Tuesday, August 23, 2005

On Self-Loathing

Lately I've found myself perturbed by the increasing aggressiveness with which peddlers of skin-whitening products push their ware. For the benefit of anyone fortunate enough not to have seen any of this latest wave of commercials, the campaign consists of ads where the previously dark users of the product become so fair-skinned that even their good friends fail to recognize them. Print ads from the same company which appear semi-regularly in the pages of Inquirer Libre discuss the virtues of having white skin, going to far as to suggest that it improves one's chances of getting a job!

These ads make me sick.

I think it's safe to say that nowhere is our national self-loathing more evident than in the way our women try to alter the color of their skin. I know a lot of educated women don't fall for the garbage being peddled to them every time their favorite shows cut to commercial, but that there are those that still do really floors me.

There are so many dermatoligical products to sell that, while not necessarily helpful to one's self-esteem, at least have the decency to keep from eroding one's national pride. Products to remove pimples, old scars and all kinds of skin imperfections make fairly good sense, as do those that make skin "softer and smoother" as the tagline often goes, and I'm sure they could make the drug companies a lot of money.

It depresses me, though, that the product they seem to market most assiduously is their skin whitening cream, or soap, or whatever it is.

My wife is brown-skinned and beautiful for it, and though I wouldn't have it any other way, apparently she grew up thinking that her fair-skinned elder sister is better looking than she is, and that white skin is in and of itself a component of beauty. I still roll my eyes at the thought of it. It's funny how she only seems to really appreciate the beauty of her skin color only now.

I honestly don't have anything against fair-skinned girls; I went out with a few and even carried a torch for one for a long time (though it had nothing to do with her complexion), but I feel deeply perturbed by people who slavishly use products to alter their natural skin chemistry just to change the way they were at birth.

It's like every woman who does this to herself is a MICHAEL JACKSON of sorts.

3 comments:

Ryan said...

white people try to get tan, and dark people try to get white.

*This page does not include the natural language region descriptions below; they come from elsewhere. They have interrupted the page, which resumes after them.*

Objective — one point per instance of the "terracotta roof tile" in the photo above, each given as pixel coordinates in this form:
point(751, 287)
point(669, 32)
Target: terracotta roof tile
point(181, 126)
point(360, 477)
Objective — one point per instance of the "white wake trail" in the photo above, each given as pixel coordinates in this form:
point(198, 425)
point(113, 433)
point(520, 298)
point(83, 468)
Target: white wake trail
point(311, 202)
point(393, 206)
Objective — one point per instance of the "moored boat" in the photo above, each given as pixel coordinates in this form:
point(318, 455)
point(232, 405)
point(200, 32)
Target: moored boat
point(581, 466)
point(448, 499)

the grass is always greener on the other side

Jay said...

Yes Ryan, white people always try to get me. Haha!
And Jim, the funny thing is, these products are the result of millions spent on product research and testing. Companies now invest in focus groups that tell them what kind of product they want to see. Thus, Surf has a calamansi variant (supposed to clean better with calamansi in it), Domex is thicker (thicker implies more dirt sticks to it), etc. Take it from me...if filipina women felt more strongly about having tanner skin, there'd be more products like that out on the market today.

Jim Arroyo said...

Knowing that the product is on the market because of the existing demand among consumers kind of makes me feel even worse than the thought that ads are responsible, even though part of me already suspected as much.

Women aren't being tricked by advertisers, that much is true, but it can't be denied that the companies and their ads are helping perpetuate these insecurities.

I'm quite fond of this new "natural beauty" campaign that the folks at Dove and/or their ad agency came up with. It's an active attempt to enlighten people, or at least generate a sense of pride in who we are and what we are like.